Ovarian cancer cell lines A2780, CaOV3, MDAH 2774, and SKOV3, and Jurkat cells were obtained from the American Type Culture Collection. Heat shock of Jurkat cells was performed as described (12) . Cytosolic extracts were prepared as described (12) . Immunoblotting analysis was performed with relevant antibodies. Apaf-1 was detected with a monoclonal antibody obtained from Yuri Lazebnik (Cold Spring Harbor Laboratory, Cold Spring Harbor, NY). Monoclonal antibodies for caspase-9, Hsp70, and Hsp90 were obtained from Stressgen (Victoria, Canada). The monoclonal antibody for XIAP was obtained from BD Transduction (Franklin Lakes, NJ). The monoclonal antibody for ß-tubulin was obtained from Sigma Chemical Co.-Aldrich (St. Louis, MO). Western blots were developed by enhanced chemiluminescence (Amersham Pharmacia Biotech, Piscataway, NJ). Densitometry analysis was performed using Scion Image Beta 4.02 software from Scion Corp (Frederick, MD).

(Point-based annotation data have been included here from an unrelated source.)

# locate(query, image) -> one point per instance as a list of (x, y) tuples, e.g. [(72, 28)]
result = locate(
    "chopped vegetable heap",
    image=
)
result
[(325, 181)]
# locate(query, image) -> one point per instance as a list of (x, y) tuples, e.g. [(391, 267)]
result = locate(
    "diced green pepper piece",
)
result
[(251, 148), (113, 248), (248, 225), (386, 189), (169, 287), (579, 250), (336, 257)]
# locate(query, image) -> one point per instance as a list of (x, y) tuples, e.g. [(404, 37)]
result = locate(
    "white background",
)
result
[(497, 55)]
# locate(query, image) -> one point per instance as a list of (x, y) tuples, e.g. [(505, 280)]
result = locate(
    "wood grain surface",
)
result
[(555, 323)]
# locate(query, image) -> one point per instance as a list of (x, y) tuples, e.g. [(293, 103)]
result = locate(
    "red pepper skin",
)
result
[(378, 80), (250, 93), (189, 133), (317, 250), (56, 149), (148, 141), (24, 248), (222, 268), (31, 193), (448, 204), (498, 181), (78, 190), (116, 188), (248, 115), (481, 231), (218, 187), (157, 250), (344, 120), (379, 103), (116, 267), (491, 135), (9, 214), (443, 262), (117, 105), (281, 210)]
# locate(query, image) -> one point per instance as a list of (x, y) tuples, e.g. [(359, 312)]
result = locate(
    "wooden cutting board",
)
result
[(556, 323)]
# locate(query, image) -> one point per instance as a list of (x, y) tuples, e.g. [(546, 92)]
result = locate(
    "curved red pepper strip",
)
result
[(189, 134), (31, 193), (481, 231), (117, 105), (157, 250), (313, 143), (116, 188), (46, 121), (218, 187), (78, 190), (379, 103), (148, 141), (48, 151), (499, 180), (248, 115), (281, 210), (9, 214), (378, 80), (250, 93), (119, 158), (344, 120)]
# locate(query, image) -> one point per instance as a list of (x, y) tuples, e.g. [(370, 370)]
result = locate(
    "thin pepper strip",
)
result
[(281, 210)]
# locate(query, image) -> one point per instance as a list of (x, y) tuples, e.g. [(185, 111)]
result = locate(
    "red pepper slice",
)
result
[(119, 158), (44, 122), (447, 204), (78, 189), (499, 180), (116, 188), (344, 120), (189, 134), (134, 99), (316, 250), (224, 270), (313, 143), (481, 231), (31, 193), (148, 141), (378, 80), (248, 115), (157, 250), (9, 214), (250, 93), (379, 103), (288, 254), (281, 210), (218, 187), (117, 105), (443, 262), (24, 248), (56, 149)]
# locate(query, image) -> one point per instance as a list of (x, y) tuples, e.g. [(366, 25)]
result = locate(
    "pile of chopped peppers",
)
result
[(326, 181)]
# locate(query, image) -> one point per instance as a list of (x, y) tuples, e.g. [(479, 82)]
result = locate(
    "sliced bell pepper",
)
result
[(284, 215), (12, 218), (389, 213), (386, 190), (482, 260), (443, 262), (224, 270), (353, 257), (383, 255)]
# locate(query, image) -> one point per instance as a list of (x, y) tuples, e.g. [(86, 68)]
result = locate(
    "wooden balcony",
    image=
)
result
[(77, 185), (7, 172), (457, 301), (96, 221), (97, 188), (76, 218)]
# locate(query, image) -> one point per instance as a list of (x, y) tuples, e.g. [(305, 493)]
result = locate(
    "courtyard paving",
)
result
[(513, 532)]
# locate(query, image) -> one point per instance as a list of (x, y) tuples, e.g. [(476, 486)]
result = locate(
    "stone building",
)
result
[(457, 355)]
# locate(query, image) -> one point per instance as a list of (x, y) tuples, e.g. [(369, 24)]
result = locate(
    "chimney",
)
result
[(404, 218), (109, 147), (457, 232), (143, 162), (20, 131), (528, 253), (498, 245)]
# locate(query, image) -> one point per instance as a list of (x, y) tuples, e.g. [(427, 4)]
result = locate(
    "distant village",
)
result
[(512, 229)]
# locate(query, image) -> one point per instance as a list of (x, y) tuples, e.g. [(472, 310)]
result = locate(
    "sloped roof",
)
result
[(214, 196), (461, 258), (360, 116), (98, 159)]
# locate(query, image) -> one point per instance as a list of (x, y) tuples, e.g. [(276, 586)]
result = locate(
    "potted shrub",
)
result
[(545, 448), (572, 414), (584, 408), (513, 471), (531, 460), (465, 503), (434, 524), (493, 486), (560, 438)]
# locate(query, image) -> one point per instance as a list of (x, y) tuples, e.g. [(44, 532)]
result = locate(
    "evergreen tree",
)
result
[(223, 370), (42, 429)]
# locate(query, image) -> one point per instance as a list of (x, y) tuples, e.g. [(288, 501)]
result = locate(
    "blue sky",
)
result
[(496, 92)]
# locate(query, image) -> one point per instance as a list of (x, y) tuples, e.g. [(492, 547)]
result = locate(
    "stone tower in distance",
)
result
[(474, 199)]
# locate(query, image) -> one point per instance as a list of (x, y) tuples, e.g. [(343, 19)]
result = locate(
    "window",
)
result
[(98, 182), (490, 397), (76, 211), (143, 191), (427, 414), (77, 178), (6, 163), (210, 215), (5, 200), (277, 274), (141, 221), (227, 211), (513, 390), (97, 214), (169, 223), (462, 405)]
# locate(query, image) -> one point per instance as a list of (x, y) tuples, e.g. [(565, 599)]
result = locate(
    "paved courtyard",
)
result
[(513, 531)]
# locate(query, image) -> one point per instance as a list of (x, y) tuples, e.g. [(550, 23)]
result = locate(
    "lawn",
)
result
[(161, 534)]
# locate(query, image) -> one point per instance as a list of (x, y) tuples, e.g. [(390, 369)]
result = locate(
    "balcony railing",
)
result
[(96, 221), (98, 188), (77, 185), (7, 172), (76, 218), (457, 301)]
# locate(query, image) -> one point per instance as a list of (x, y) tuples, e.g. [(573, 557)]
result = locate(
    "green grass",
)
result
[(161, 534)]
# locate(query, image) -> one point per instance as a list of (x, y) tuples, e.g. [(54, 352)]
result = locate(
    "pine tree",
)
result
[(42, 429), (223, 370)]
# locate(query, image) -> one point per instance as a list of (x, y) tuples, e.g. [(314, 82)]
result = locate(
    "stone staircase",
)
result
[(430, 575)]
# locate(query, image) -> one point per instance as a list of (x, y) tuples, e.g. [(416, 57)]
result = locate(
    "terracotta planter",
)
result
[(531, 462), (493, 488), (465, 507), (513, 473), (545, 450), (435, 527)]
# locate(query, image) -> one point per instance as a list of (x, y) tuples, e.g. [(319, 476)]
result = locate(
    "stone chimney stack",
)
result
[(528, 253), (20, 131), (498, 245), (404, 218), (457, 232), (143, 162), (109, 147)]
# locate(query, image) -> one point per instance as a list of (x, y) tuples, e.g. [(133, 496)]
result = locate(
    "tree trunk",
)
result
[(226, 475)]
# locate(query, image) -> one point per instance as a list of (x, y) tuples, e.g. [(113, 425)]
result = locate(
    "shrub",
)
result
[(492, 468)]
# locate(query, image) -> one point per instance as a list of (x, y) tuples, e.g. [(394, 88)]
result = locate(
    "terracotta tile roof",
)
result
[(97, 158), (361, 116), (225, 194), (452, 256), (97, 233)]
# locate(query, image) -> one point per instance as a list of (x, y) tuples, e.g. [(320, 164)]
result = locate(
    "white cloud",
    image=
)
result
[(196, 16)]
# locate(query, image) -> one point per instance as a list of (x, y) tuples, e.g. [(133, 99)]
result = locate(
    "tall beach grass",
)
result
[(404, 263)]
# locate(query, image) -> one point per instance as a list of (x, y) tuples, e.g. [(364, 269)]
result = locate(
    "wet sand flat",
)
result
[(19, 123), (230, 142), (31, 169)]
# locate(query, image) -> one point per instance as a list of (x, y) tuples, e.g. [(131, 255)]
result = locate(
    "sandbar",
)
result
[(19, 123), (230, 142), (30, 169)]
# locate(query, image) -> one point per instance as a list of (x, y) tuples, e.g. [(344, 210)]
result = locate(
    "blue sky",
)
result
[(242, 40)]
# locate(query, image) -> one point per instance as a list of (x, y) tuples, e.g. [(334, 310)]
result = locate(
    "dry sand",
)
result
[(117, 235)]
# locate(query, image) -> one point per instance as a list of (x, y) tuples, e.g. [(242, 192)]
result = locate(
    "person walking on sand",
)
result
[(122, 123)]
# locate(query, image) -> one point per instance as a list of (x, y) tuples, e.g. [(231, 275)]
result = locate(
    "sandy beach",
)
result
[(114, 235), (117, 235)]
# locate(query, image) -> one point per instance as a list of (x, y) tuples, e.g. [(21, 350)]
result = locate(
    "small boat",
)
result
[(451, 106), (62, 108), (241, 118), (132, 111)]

In Vitro Chemotherapy-induced Cell Death and Caspase Activation Assays.
Ovarian cancer cells were maintained in DMEM supplemented with 10% fetal bovine serum, penicillin (100 units/ml), and streptomycin (100 mg/ml; Life Technologies, Inc., Carlsbad, CA). Cells were plated, and 24 h after plating, 10 µg/ml cisplatin (Bristol-Myers Squibb, Princeton, NJ) was added to the culture medium. The percentage of apoptotic cells was determined at the indicated time points by nuclear propidium iodide staining as described previously (14) . In this assay, apoptotic cells exhibit a sub-Go DNA content resulting from DNA fragmentation (15) . For caspase activation assays, cells were harvested with trypsin and then double stained with propidium iodide and a carboxyfluorescein-labeled caspase substrate for caspase-9 (FAM-LEHD-FMK; Intergen, Purchase, NY). Processing of this substrate was measured by flow cytometry. Analysis was performed on a FACScan flow cytometer (Becton Dickinson, Mountain View, CA).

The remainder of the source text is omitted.